A feedback channel — a shared Slack thread where anyone can post examples of GPT assessments they thought were wrong, with a note on why.
Results After Six Months
Alex tracked three metrics:
Brand voice compliance in content audits: The company ran quarterly brand audits where an external reviewer rated 20 pieces of content per quarter on brand voice compliance. Pre-GPT average: 71%. Post-GPT average after two quarters: 88%.
Time spent on brand voice corrections: Alex tracked this manually for two months pre- and post-deployment. Pre: approximately 90 minutes per week across all team members' content. Post: approximately 25 minutes per week. The freelance writer's revision rate dropped most dramatically — from requiring a full revision pass on nearly every submission to requiring minor revisions on about 30%.
Team feedback: Qualitatively, the most common comment from writers was that the GPT helped them understand why their instincts were wrong, not just that they were wrong. The annotated vocabulary guide and the explanation of each revision in the output created a learning loop that ad hoc feedback ("this doesn't sound right, try again") did not.

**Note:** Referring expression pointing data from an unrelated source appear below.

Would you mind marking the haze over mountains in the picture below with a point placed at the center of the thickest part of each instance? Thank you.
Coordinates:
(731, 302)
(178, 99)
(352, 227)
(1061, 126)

What Alex Would Do Differently
Three specific things:
Start with the off-brand examples file. The on-brand examples helped, but the off-brand examples were the most impactful knowledge file. "I would have spent twice as much time on that file and less on documenting general principles."
Build a test suite before the first deployment. Alex built her 40-sample test suite after initial testing revealed issues. Having it before the first test would have caught the hedging-in-technical-contexts problem earlier and saved an additional iteration cycle.

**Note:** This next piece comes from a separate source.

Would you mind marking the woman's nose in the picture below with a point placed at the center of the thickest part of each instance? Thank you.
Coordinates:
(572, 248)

Set clearer expectations about the revision output. Some writers initially treated GPT revision suggestions as final — they copied the revised text directly without reviewing it. Alex updated the user guide to specify: "The GPT's revisions are starting points, not final copy. You should still apply your own judgment." She now includes a line in the GPT's output format instructions: "Revised text is a suggestion. Review it with your own judgment before using."
That last lesson is about human-in-the-loop design, not GPT configuration. The tool worked exactly as designed; the designers forgot to account for how humans would actually use it.